Looking back at some of my photos, I am reminded of a couple of things.  1) I like food.  2) I never finished all the travelogues I was going to write about my Europe trip.  I managed to blog about the wonderful day Sweetie and I spent with my family hiking in Biel.  It was a near-perfect day.  But there was another day.  Another day on a mountain.  And it was grand……..

Morning came and Sweetie and I knew what our destination for this day was.  Our Switzerland portion of our Europe trip had been left completely in the hands of my family.  I told Sweetie that everyone wanted as least a day with us – Mom’s oldest sister, her middle sister, her cousin and his wife who live in Zurich.  I rarely knew what was planned for the day.  Sweetie, the improvisational wiz, loved it. 

But today was the Rigi.  One can hardly stay in the vicinity of Luzern and not go up the Rigi.  She is sometimes known as “The Queen of the Mountains.”  What better way to pay our respects to the queen than to put on our hiking boots and tromp on top of her?

After our customary breakfast of fresh bread and preserves, we gathered our backpacks and piled into my uncle’s car.  My uncle drove.  A good thing since my aunt never learned to drive.  I have two aunts who never drive.  Don’t need to in Switzerland.  Between the buses and the trains which run constantly (and famously on schedule), many families have no need for more than one vehicle.  I’m not even sure if three of my four cousins own cars. I think they do not. 

So off we drove halfway around the lake to the cable car station to wait for two more friends to join us.  While waiting, my uncle presented Sweetie and me with our very own “Rigi” caps which we fit snugly onto our heads.  Pia and Seppi arrived and up we went, through the tree canopy with its splashes of fall colors and away from the tiny houses beside the lake.  We disembarked and my family swept us past the trail markers:  Chanzeli, 15 min.; Greppen, 2 Std. (hour) 25 min.; Weggis 2 Std. 10 min.  We were on the trail with no idea where we going, how far we were hiking, or where this particular trail would take us.  It was glorious. 

We started the hike on a  wide paved trail in a forested area, with park benches and trash cans, and a log fence beside us.  Sweetie and my uncle talked, as my uncle has the best English skills.  My aunt, Pia and Seppi don’t speak much english.  When I can, I translate their Swiss German (Schweizerdeutsch) for Sweetie, cobbling together what I remember from childhood talking to my grandparents and the little I remember from high school and college German classes.  The family always seems surprised and amused when I laugh at something they say or try and translate for Sweetie. 

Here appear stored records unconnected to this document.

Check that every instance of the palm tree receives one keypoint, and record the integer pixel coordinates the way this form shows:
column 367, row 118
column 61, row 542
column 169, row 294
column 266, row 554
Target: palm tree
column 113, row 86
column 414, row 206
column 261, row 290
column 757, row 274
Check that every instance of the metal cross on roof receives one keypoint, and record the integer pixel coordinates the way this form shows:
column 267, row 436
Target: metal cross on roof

We walked and talked and took many pictures.  Sweetie snapped a shot of a gargantuan log carved in the shape of an alphorn.  We transitioned to a more narrow dirt trail with barbed wire and wood fencing.  There was a universal sign – the silhouette of a biker with a large red “X” through it.  This portion was for the hikers alone.  We walked beside the greenest of grass while crispy fall leaves disintegrated under our feet.  We had views of the lake.  The landscape took a dramatic turn and suddenly we had sheer rock walls to the left and a steep drop-off to our right on the other side of fence that was now metal posts and cable.  From this spot, we stopped at another park bench and looked down at the beauty and wild jabbing points of Lake Lucerne. 

Lake Lucerne was all I had ever called this lake.  In college, my German teacher turned to me when got around to talking about Switzerland and asked me the name of this lake.  I said: “Lake Lucerne.”  No.  She wanted its proper name.  I had no idea.  It is Vierwaldstättersee.  Four.  Forest.  Lake.  That’s about as far as my German gets me.  Vierwaldstattersee is “Lake of the Four Forested Cantons.”  The cantons are somewhat equivalent to states in the US.  Wikipedia describes it as “The lake is a complicated shape, with bends and arms reaching from the city of Lucerne into the mountains.”  That sounds about right.  Looking at it from above, it reaches in all directions, dividing little bits and pieces of land around its meandering shores. 

We came out from behind the rocks and walked through grassy fields.  And then, up ahead was a little train station.  We sat down on more benches for a short wait for the stout little electric cable to chug us up to the top of the Rigi.  We trekked up to the summit: Rigi-Kulm, 1,800 m./6,000 ft. 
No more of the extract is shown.